Strategies to improve CaO absorption cycle stability and progress of catalysts in Ca-based DFMs for integrated CO2 capture-conversion: A critical review

The capture or utilization of CO2 from industrial sources (i.e., fossil-fueled power plants, cement plants and industrial furnaces) is the priority for achieving carbon reduction. The calcium looping (CaL) process is a promising technology for CO2 capture, where CaO exhibits excellent potential for high temperature CO2 absorbent applications in terms of low cost, abundant storages and high theoretical capture capacity. In addition, integrated CO2 capture-conversion (ICCC) technology is an emerging integrated process that achieves cost reduction and efficiency by capturing CO2 directly from industrial flue gases using Ca-based bifunctional materials (i.e., absorbents and catalysts, DFMs) and simultaneously converting them into high value-added chemicals. In this work, the research progress of Ca-based materials as CO2 absorbents and bifunctional materials are respectively reviewed. The sintering of CaO during the carbonation/calcination cycle caused its absorption capacity to decrease rapidly with the number of cycles, thus limiting the application of Ca-based absorbents. The first section summarizes the incorporation of alkali metals, the optimization of inert components, and the synthesis of highly porous structures to slow down the sintering of CaO particles. Meanwhile, the effects of reaction temperature (carbonation and calcination temperatures) and reaction atmosphere (SO2, H2O and concentrated CO2) on the sintering of CaO pellets are also reviewed.
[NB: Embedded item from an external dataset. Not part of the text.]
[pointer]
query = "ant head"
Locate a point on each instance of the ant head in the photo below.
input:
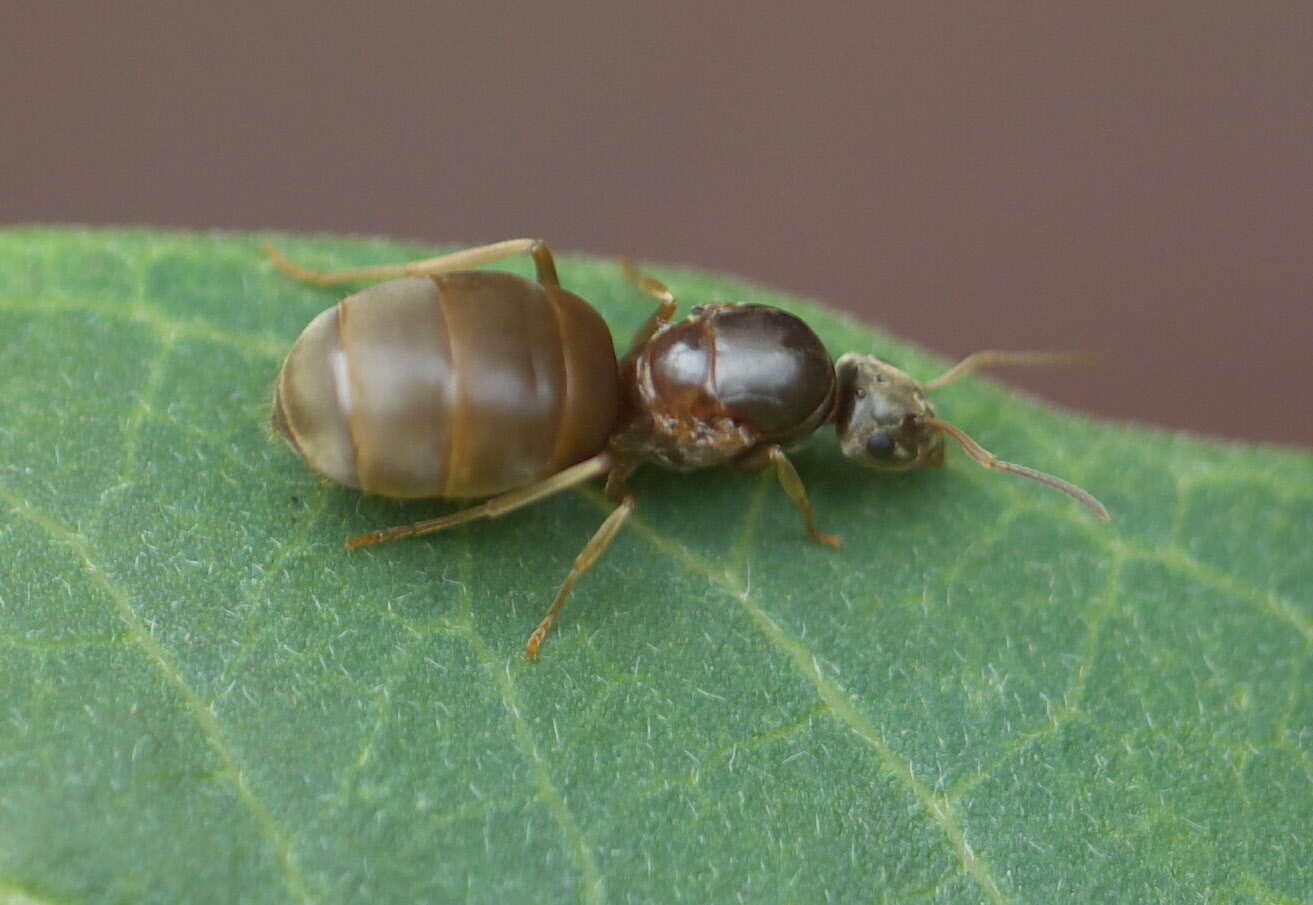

Furthermore, in response to the research progress of ICCC process, the second section analyses and discusses the influence of reaction conditions such as temperature and impurity gases (i.e., NOx, SOx, H2O and O2, etc.) in the flue gas on ICCC for guidance of future research. Subsequently, the development of Ca-based DFMs categorized by the catalytic component (i.e., Ni, Ru, etc.) is reviewed, including their performance and potential reaction mechanisms. The interaction mechanism between catalyst and absorbent in Ca-based DFMs is reviewed. Finally, the future development of Ca-based CO2 absorbents and bifunctional materials are envisaged. It is also hoped that this work will help researchers to provide effective guidelines in the field of the preparation and reaction conditions of Ca-based materials.